Malgré une météo capricieuse qui a chamboulé sa programmation, l’institution parisienne a pu rouvrir ses portes, ce mercredi 19 mai au matin, avec les propositions douces, voluptueuses et sensibles d’Ambra Senatore et d’Henri Tournier.
Tout était prêt, mais tout ne s’est pas exactement passé comme prévu. Pour célébrer sa réouverture, ce mercredi 19 mai, après plus de six mois de fermeture, le Théâtre de la Ville avait mis les petits plats dans les grands. Non contente de proposer, en soirée, dans la grande salle de l’Espace Cardin, Six personnages en quête d’auteur mis en scène par son patron, Emmanuel Demarcy-Mota, l’institution parisienne avait concocté un riche programme qui devait, dès 8h30, mêler et conjuguer les arts, en intérieur comme en extérieur. Las, la météo capricieuse a obligé le théâtre à changer son fusil d’épaule : annulé l’atelier « Danse pour tous » prévu avec Clint Lutes sur la scène Marronnier, remisées les consultations poétiques, musicales et dansées qui devaient se tenir, en face à face, dans les jardins… Seuls le concert d’Henri Tournier et des musiciens de la Troupe de l’Imaginaire, la consultation scientifique de Jean Audouze et la répétition publique commentée d’Ambra Senatore ont pu survivre au déluge matinal et être rapatriés, en urgence, dans l’enceinte de l’Espace Cardin.

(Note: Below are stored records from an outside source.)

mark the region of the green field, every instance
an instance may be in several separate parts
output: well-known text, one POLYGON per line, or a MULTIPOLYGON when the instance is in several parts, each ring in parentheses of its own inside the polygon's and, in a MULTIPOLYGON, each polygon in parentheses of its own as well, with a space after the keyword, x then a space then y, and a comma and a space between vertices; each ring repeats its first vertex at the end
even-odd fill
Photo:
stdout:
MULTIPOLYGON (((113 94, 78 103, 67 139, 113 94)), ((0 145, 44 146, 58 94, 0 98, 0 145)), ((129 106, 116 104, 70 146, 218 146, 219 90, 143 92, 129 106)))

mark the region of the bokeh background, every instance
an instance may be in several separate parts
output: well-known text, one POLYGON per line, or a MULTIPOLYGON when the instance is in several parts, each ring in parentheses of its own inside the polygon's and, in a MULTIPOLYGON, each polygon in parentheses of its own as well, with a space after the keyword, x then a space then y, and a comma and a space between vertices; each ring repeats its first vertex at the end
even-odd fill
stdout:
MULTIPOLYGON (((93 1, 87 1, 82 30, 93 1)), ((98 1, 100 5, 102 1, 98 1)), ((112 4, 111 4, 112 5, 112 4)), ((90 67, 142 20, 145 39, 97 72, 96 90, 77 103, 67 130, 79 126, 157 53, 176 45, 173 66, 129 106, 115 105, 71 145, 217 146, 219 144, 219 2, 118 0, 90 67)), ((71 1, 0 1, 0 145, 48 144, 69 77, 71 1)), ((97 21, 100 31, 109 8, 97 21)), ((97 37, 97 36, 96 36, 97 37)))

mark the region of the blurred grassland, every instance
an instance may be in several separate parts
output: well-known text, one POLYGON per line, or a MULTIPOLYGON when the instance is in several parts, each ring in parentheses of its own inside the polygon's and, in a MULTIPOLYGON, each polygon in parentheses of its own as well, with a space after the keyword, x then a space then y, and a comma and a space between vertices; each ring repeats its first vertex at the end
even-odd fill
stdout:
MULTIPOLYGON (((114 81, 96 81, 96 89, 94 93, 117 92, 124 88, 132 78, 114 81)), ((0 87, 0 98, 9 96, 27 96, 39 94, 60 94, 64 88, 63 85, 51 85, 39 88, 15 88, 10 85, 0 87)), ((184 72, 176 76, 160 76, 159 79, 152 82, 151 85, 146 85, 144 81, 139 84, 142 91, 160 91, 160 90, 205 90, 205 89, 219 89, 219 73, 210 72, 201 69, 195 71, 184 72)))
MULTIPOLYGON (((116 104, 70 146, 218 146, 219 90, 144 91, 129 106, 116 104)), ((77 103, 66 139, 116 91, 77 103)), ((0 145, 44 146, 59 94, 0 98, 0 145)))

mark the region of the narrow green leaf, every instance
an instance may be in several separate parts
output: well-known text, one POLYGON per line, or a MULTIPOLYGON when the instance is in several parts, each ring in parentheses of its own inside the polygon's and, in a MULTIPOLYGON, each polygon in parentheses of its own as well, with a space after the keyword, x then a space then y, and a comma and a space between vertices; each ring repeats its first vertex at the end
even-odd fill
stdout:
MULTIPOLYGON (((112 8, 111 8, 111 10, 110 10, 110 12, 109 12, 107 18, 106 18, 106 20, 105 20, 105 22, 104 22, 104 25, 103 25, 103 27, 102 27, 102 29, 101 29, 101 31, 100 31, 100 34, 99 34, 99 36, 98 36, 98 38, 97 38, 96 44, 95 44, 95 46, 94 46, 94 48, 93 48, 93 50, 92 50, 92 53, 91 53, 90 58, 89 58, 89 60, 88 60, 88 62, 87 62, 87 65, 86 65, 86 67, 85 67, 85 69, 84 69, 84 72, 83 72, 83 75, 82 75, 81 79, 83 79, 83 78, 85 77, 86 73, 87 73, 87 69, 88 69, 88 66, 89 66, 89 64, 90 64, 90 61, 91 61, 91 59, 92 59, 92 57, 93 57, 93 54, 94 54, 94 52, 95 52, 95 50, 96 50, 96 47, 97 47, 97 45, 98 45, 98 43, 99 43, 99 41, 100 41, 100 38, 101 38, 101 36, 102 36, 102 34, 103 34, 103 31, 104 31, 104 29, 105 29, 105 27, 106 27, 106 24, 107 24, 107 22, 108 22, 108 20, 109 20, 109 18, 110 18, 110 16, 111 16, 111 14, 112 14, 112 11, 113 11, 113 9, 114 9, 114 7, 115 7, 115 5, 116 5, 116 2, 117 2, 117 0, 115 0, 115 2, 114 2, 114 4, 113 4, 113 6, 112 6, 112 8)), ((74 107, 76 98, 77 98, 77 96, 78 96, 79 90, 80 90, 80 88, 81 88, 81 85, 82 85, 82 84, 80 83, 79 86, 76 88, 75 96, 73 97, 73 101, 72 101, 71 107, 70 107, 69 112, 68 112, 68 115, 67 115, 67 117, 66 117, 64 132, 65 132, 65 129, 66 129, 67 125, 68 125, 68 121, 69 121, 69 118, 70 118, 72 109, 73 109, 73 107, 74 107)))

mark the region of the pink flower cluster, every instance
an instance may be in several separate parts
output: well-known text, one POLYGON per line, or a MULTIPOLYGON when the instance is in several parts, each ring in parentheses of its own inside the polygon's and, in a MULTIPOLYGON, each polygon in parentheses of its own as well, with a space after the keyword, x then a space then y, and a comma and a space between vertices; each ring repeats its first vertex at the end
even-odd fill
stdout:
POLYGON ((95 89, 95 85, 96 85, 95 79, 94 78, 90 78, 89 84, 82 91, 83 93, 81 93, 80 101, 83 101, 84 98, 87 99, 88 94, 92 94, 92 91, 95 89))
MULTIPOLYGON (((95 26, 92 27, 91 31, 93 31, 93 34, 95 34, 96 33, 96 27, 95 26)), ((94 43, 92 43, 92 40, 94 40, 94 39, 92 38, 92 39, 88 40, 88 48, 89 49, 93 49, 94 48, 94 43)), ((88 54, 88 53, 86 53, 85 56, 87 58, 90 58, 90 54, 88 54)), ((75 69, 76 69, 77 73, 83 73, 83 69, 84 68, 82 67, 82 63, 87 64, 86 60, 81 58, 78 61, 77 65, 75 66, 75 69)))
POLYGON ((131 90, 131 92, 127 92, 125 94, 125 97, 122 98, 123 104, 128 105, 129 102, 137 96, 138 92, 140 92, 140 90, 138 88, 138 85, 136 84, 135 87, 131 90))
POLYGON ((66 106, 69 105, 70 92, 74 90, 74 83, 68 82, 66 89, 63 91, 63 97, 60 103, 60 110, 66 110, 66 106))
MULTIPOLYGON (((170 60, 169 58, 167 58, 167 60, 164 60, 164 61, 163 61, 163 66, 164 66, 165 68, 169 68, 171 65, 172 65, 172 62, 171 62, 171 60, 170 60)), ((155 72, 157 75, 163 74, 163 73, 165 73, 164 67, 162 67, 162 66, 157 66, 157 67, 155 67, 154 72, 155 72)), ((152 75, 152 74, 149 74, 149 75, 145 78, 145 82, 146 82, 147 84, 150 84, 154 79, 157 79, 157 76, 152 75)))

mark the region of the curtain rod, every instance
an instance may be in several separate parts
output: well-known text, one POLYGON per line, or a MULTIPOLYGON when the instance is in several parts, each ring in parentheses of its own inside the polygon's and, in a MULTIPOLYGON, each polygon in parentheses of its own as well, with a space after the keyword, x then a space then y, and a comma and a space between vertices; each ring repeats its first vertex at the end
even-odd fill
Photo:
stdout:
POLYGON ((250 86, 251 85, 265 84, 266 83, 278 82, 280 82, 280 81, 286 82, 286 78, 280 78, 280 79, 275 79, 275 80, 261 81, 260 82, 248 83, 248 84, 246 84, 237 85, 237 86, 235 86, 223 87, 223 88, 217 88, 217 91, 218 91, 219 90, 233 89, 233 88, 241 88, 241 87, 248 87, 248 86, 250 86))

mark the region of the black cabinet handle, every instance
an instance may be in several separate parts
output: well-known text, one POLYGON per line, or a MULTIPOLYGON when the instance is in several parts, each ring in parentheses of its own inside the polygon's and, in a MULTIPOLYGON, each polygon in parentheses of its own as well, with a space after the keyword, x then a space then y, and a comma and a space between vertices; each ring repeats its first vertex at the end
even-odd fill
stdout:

Autant d’imprévus qui n’ont pas empêché les membres de l’équipe d’accueil du Théâtre de la Ville d’afficher un large sourire, visiblement heureux de voir plusieurs dizaines de spectateurs reprendre leur place dans les gradins. « C’est la première fois, depuis novembre, que je m’adresse à des personnes avec un micro et c’est avec une émotion certaine que j’observe, ce matin, des visages de spectateurs dans un théâtre, a salué Emmanuel Demarcy-Mota lors d’une prise de parole inaugurale. Ces derniers mois, nous avons fait tout notre possible pour entretenir le lien, grâce aux différentes consultations et aux spectacles diffusés en direct qui nous ont permis de toucher un public bien au-delà des habitués du Théâtre de la Ville, mais cela fait du bien de pouvoir regarder aujourd’hui la présence humaine des humains présents. »
Création participative
A commencer par celle d’Henri Tournier qui avait déjà participé à la veillée de déconfinement du Théâtre de la Ville en mai 2020. En compagnie de sept autres consultants musicaux de la Troupe de l’Imaginaire, le flûtiste a imaginé un concert idéal pour une matinée, empreint à la fois de douceur et de sensibilité. S’y entre-croisaient, pêle-mêle, les chansons anciennes albanaises de Linda Rukaj, les compositions de guitare électrique d’Alexandre Choiselat et Daniel Jea, les chants traditionnels méditerranéens de Dimitra Kontou, accompagnée à la viole de gambe et au violoncelle par Silvia Lenzi, mais aussi la voix et la guitare acoustique de Rafael Brouard et Pacôme Genty. Visiblement émus de faire face à un public, et de recevoir des applaudissements aussi chaleureux que nourris pour la première fois depuis de nombreux mois, tous ont sublimé ce programme musical composé en un temps record.
En parallèle de la consultation scientifique donnée par Jean Audouze dans le hall de l’Espace Cardin, Ambra Senatore a ouvert, en seconde partie de matinée, un atelier de recherche sur le plateau du petit studio. Après avoir interprété un fragment chorégraphique en tenue de ville, façon pour elle de réinvestir cette scène désertée depuis de longues semaines, la performeuse a cherché à transformer les spectateurs en co-auteurs de sa prochaine création, encore en gestation. « J’ai, depuis très longtemps, envie de créer un solo et vous allez m’aider, si vous en avez envie, à l’imaginer », a-t-elle d’emblée prévenu. Reprenant la forme des conversations publiques qu’elle avait lancées en 2019 avec le Centre chorégraphique national de Nantes, elle a demandé aux volontaires de lui fournir des « ingrédients » sur ce qui leur « tenait à coeur » ou sur ce que leur évoquait la thématique du « chez soi » sur laquelle elle souhaite travailler. Alternant style ironique et grande émotion à l’évocation de son passé familial, la chorégraphe s’est nourrie des remarques de chacune et de chacun, mais aussi des musiques choisies par certains participants, pour offrir à tous un moment d’improvisation final tout en volupté. Difficile d’imaginer meilleur format pour renouer, enfin, une relation avec le public.